同社が投資家から期待されていた背景には、仮想通貨以外にもあります。

それは、来たるAI時代到来における自動運転技術などに転用出来ると期待されたことです。

自動運転はカメラを用いて、コンピュータが画像処理の結果から走行ルートを決定し、安全な運転を行います。

そのためには、まずはリアルタイムに遷移する大量の画像データを処理しなければなりません。

同社がゲーミング用PCで行う高解像度の画像処理技術を有したGPUは、まさに自動運転に欠かせない「核」として、利用が期待されていたのだ。

しかしながら、自動運転が普及する兆しは未だに見えません。

そもそも、自動運転には5段階のレベルがあるのですが、レベル3の「機械が中心の運転」が遅々として進まず、レベル2で止まっています。
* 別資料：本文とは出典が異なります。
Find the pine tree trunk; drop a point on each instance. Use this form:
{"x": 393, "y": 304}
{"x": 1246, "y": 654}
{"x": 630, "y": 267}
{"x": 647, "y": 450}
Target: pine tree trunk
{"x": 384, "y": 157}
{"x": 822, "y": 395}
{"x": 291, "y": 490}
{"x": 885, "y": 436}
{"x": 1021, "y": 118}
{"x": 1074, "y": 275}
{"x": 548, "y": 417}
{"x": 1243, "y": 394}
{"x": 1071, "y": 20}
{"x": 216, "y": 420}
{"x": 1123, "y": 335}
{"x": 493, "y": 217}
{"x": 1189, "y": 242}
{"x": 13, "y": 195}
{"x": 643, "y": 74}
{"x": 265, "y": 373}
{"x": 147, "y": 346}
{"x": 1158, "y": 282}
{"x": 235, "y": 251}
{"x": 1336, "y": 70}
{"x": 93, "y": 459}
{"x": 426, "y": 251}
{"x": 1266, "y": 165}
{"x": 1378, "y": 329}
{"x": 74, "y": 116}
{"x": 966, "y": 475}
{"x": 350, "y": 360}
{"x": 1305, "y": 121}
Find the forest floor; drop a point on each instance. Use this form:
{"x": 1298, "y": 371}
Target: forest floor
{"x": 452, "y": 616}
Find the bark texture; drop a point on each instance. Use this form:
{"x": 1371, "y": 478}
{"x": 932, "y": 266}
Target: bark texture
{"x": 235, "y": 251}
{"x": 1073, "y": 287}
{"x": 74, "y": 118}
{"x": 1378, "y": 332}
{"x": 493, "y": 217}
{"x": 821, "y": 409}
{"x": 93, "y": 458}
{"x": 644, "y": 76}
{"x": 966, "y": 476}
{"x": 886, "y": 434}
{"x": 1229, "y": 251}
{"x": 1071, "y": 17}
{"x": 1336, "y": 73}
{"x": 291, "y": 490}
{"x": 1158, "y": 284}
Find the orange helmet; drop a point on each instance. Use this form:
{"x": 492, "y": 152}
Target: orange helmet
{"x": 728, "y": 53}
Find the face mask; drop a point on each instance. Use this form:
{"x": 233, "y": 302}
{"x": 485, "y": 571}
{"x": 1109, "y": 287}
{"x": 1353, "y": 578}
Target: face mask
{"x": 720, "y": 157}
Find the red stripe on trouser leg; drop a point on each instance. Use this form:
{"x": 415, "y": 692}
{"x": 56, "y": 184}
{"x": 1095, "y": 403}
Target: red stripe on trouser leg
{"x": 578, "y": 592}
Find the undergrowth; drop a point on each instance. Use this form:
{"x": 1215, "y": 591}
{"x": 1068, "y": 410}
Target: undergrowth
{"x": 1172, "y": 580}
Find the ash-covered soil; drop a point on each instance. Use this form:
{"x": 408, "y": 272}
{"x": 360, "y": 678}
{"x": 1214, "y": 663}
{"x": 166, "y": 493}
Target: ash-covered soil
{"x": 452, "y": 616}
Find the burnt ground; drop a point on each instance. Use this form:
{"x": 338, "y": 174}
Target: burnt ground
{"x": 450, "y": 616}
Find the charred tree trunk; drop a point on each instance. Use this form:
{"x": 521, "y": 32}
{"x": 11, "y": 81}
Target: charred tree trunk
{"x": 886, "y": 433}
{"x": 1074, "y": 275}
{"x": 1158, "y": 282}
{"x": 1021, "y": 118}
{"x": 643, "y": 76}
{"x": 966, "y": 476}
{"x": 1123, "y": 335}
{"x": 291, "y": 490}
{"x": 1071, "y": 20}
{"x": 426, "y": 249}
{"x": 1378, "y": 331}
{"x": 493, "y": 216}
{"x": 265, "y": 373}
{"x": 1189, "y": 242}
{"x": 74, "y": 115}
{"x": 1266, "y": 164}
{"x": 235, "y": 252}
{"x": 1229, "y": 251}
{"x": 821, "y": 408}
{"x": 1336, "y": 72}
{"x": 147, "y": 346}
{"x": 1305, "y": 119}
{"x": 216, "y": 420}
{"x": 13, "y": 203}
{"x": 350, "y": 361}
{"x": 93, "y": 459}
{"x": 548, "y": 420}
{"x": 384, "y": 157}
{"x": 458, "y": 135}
レベル3になれば運転手が運転中にスマホを見ながら運転してもOKとなるレベルですが、これで事故が起こった場合は自動車メーカーの過失になってしまうことから、自動車メーカーは二の足を踏んでいてレベル2まででしか実装が困難であるためです。

また、まだまだ機械中心の運転にスライド可能な技術レベルに至らないという要因もあります。

つまり、エヌビディアは確かに高度な実力を有した優良企業には間違いないが、時代を先取りしすぎていた。

自動運転が実用化される頃には、インテルやAMDなどの半導体大手も高度な処理が実現可能な商品を出してくる公算が高く、エヌビディアの優位性は崩れるでしょう。